Pete O'Neal's four-acre compound bustles with visitors, some of them preparing dance routines for the memorial service for Elmer "Geronimo" Pratt, the onetime Black Panther who died in his farmhouse down the road. (Barbara Davidson / Los Angeles Times)
Hundreds gather for Pratt's memorial service. O'Neal sits on the stage under the avocado tree and tells a few stories about their friendship: How Pratt always told him his toes were ugly. How they joked endlessly about who was the bigger hayseed.
Amid the prayers and the singing and the tributes, he manages to steal away for a few moments to inspect the bus. The seats are lined up in the dirt, ready to be scrubbed and resewn. The windows are taped up so the painting can begin. Panther colors: black and light blue.
He remembers discovering the ocean.
He was in his late teens, a heartland kid who believed his fearful precinct of Kansas City was the absolute center of the world, its ugliness and bigotry a true picture of the world.
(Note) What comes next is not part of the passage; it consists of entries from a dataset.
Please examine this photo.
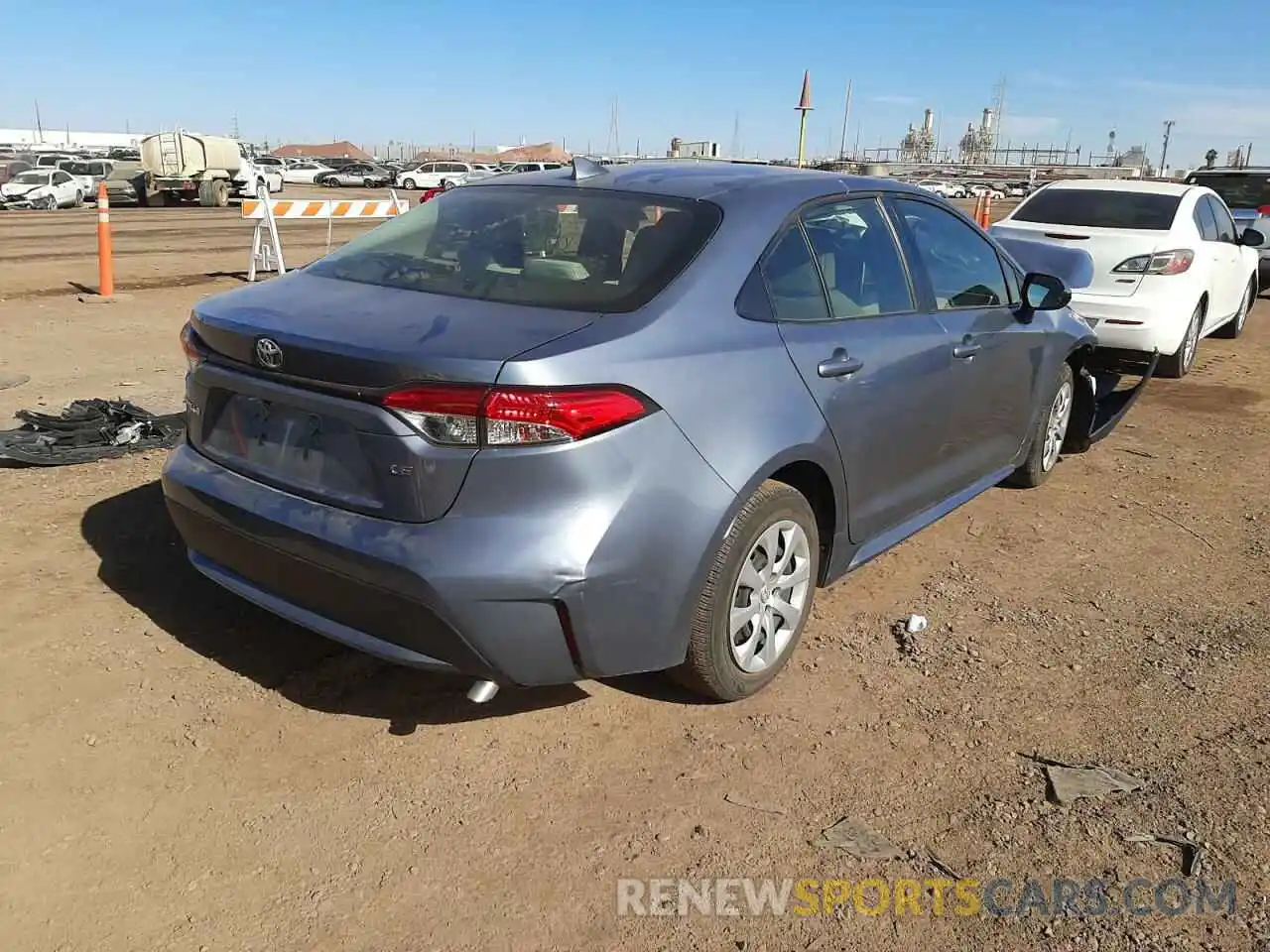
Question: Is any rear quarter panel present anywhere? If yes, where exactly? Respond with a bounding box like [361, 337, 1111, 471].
[499, 182, 845, 656]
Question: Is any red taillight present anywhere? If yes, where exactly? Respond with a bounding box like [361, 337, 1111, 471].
[384, 384, 657, 447]
[181, 321, 203, 372]
[1111, 248, 1195, 274]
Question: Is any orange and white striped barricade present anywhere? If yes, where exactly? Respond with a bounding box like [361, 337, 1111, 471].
[242, 190, 410, 281]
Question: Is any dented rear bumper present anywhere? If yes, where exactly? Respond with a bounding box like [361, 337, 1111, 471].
[1065, 349, 1160, 453]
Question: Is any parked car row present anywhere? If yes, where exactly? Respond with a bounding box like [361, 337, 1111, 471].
[163, 162, 1163, 701]
[257, 156, 562, 191]
[912, 178, 1035, 198]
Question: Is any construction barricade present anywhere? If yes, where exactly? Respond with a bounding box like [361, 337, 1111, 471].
[242, 189, 410, 281]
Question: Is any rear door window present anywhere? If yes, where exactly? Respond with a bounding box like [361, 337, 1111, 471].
[803, 198, 913, 317]
[1010, 187, 1181, 231]
[762, 225, 829, 321]
[308, 185, 722, 312]
[895, 198, 1011, 311]
[1204, 195, 1239, 244]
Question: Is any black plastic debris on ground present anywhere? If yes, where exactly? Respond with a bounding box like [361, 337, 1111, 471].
[0, 400, 186, 466]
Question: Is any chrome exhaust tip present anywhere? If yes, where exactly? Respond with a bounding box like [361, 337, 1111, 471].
[467, 680, 498, 704]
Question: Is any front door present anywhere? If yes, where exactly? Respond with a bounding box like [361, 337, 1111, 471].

It is why, to his mind, violent revolution looked logical and inevitable.
Then he arrived in California to report for duty in the Navy, and turned his head and saw the Pacific. His breath was caught short by the immensity of it, all that blue stretching out into other lands, other stories. It was the start of a decades-long lesson that the world is bigger, more complicated and interesting than his little plot of bitter experience had led him to suspect.
His orphans have never left this inland region of cornfields and malarial swamps. They've never tasted salt water, or felt hot beach sand between their toes.
"They have no idea — no idea — what the ocean is," he says.
Nights and weekends, they pile into his living room and watch documentaries about sea life. He tells them about whales, giant squid, blind fish in the lightless deep. He regales them with shark stories.
Will they eat me?
If they're hungry enough, they'll try.
Because they don't like me?
No, it's the natural order of things.
Now and then he indulges in what he calls "Kansas City exaggeration," and even the majestic sea gets some burnishing. The sharks in his stories grow bigger than houses.
The kids study the TV. The sharks don't look that big.
OK. But they do have sharks bigger than that car.
The 29-seater is ready by late summer. The engine has been replaced, the dents in the body hammered out. The exterior has been sanded and smoothed, primed and painted, with a Panther emblem emblazoned beneath the big front window.
One day soon, he hopes to take the children southeast across the country to the Swahili Coast, with its coral reefs and pale sand and bright-painted old dhows. He planned to do it over Christmas, but a new pill regimen left him enervated. And money was short.
He'll need $2,000 for diesel fuel, food, tents. He hates to beg, but he believes the trip will be the culmination of every good instinct he's ever had — "The highest point in my life," he says — and he's calling in every favor.
His blood pressure, alarmingly high, keeps reminding him to be quick. "I could hear Geronimo say, 'We got a place reserved for you, come on down and keep me company.'" He told his friend no. Not yet.
In his sleep, the lions give chase. In the morning, he stands dreaming before the bus. They're running into the Indian Ocean, a man without a country surrounded by children who have barely seen theirs. He gives them the gift of an enlarged world, before his ends.